“Hay gustos exóticos que se casan siempre con todo aquello que los sabios repudian». Baltazar Gracián

Hay temas y personajes que siempre regresan al cine tal vez porque la tentación de contarlos una y otra vez es irresistible, mas probablemente porque cada época los relee a su manera y según su óptica particular. El Titanic es uno de ellos. La lista es interminable y empieza pocos meses después del hundimiento (Saved from the Titanic, 1912). La Wikipedia cuenta 6 títulos franceses, ingleses y americanos, incluido uno alemán de 1943 supervisado por el mismo Joseph Goebbels. En 1953 salen dos filmes para el mercado mundial. El primero, Titanic, dirigido por Jean Negulesco, es un melodrama sin mayor vuelo sobre el reencuentro de una pareja y su consecuente tragedia. Mucho más interesante es un clásico dirigido por Roy Ward Baker, un veterano del periodo clásico del cine inglés llamado A night to remember / Una noche para el recuerdo. Se la puede ver en YouTube en una buena versión y es un deleite porque el drama del Titanic, visto a través de los ojos del segundo oficial y narrado sólidamente por la galería de personajes, desde los oficiales y tripulantes hasta los pasajeros de la clase superior. Y el drama es pautado por la serie de desinteligencia que impidió a otros barcos llegar a tiempo para el rescate. El filme logra un clímax en el momento del abordaje de los botes donde la grandeza y la miseria humana hacen eclosión. Obviamente fue eclipsado por la versión de James Cameron de 1997, que no estaba mal y que ponía al mismo nivel el esfuerzo económico que representaba el barco real y la superproducción que 85 años después contaba su desventura. Tenía una virtud. Los desdichados pasajeros no eran solo los de primera clase sino los de las clases inferiores. Porque la del Titanic es una historia de gente rica y audaz, que de alguna forma es castigada por su arrogancia. Hay, en el fondo, un dejo morboso en la historia del Titanic y la leyenda que lo rodea. Porque  su aura de invencibilidad no pudo con la naturaleza, pero además porque la ingeniería naval del momento lo consideraba “unsinkable”. Inhundible si existiera la palabra en español. Su tragedia es un castigo a la “hubris” del momento y al afán por llegar a puerto un día antes. El iceberg es un castigo, de la naturaleza sin duda, pero es también un mensaje sobre límites que no conviene traspasar.
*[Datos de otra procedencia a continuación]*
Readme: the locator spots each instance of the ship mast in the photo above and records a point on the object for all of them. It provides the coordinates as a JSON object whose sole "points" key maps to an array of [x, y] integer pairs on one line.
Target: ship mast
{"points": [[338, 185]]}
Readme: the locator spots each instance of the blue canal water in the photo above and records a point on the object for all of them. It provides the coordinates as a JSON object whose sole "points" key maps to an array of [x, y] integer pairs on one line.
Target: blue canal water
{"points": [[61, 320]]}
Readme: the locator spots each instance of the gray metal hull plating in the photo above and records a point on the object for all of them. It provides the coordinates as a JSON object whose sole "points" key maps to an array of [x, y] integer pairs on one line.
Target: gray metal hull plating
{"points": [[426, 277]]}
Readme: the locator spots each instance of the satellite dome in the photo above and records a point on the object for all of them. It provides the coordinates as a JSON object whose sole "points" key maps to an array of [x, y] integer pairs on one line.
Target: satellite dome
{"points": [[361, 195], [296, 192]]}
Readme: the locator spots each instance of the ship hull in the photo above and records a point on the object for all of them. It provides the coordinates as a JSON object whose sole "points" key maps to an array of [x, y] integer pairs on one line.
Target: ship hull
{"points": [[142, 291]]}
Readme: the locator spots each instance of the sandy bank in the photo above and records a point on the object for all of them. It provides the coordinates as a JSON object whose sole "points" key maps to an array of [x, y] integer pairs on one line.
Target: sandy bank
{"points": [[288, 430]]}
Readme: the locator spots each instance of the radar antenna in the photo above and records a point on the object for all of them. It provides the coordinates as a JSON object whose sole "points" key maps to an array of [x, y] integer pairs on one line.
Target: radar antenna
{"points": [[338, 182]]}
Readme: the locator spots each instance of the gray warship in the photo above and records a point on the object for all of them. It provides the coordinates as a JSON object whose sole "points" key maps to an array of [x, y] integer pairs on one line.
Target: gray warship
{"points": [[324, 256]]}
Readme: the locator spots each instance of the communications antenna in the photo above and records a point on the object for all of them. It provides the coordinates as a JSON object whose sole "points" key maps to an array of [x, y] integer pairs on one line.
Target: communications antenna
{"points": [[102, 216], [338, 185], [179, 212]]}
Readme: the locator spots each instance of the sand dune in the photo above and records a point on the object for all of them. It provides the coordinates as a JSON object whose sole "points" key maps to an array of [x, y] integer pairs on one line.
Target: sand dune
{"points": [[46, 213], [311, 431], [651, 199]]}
El mismo Cameron firma en 2003 un filme que está en Netflix y que levanta estos fantasmas. Se llama, un poco truculentamente, Fantasmas del abismo. El director junto con su amigo Bill Paxton y un grupo de científicos e historiadores se hunde en un submarino para llegar donde el Titanic y, por medio de dos robots acuáticos, penetrar sus instalaciones y, muy hábilmente, recrear algunas de sus escenas finales. La película, un poco repetitiva en su hora y media de duración, vuelve sobre estos temas. Cómo el constructor le exigió al capitán apurar el trámite para llegar antes, cómo el barco estaba pensado para ser “unsinkable” y cómo sus pasajeros eran la crema y nata de la sociedad. De nuevo la historia gira sobre su propio eje. El Titanic, un barco símbolo de la riqueza, es revisitado por otra riqueza, esta vez tecnológica. Cameron siente un orgullo, muy justificado, en tener el privilegio de poder bajar a ver el barco que lo obsesiona. Porque esta es tal vez la clave de todo el asunto. Cómo el dinero puede comprar la exclusividad de llegar más rápido, de bajar más hondo en el océano, de tutearse con un peligro al cual los demás mortales no tienen acceso. Y esto hermana a los pasajeros de primera clase del Titanic, a Cameron y sus compañeros de exploración y a los cinco billonarios que perdieron la vida hace dos semanas.